TCGA.block.spls = block.spls(X = X_block, Y = numeric_Y, mode = "regression",
                             ncomp = ncomp, keepX = list.keepX, design = design)
TCGA.block.spls

By using such a method, you assume there’s a continuous relationship between predictors and response (age). You have to ensure this is a valid assumption (for example an average person’s height and weight increase with age but up to a certain age only).

As per DIABLO, using age directly as a response variable in Discriminatory Analysis is not advisable, unless you create and use relevant and distinct categorical variables (baby, adult, elderly etc) from it.

Hope it helps.

I would like to add to Al’s answer that choosing the optimal keepX values in the context of block.spls is not straightforward, so we have not developed nor implemented a tuning function for this (whereas it is implemented for block.splsd a.k.a DIABLO).

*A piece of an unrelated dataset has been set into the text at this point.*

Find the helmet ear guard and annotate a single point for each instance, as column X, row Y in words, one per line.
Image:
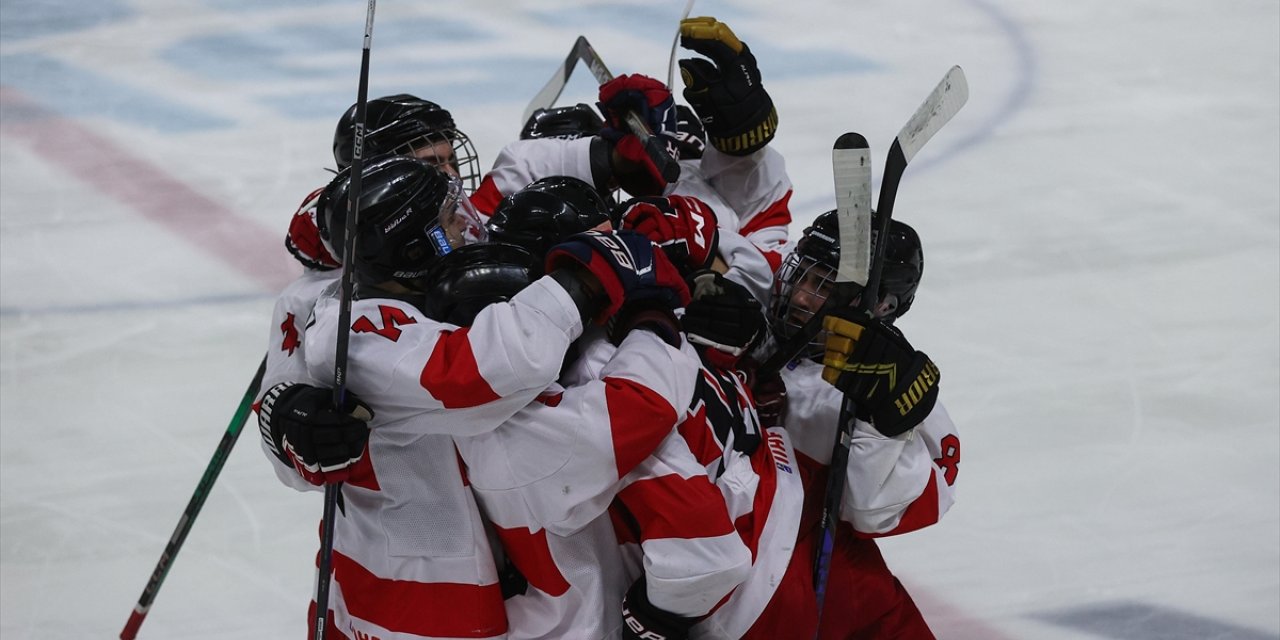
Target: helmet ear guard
column 474, row 277
column 545, row 213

However, if you are only interested in a first pass exploratory analysis (looking at the plots, identifying the top variables) that may do when you set your own keepX values. Let us know otherwise if you wish to go further in the analysis.

Kim-Anh

Hi, I have a few questions I would like to ask, if I were to use DIABLO with continuous response, it would be best to use the “block.spls” function, but to get the optimal KeepX values, is there any recommended method to use, like cross-validation or such ?

hi @YEE99,

It’s a bit tricky (or at least the output of analysis is not straightforward). You could use cross-validation and assess the quality of the prediction of Y. But we have only implemented the function for sPLS for now because I think it requires further methodological development first (you can have a look for some inspiration with predict / tune / perf).

Kim-Anh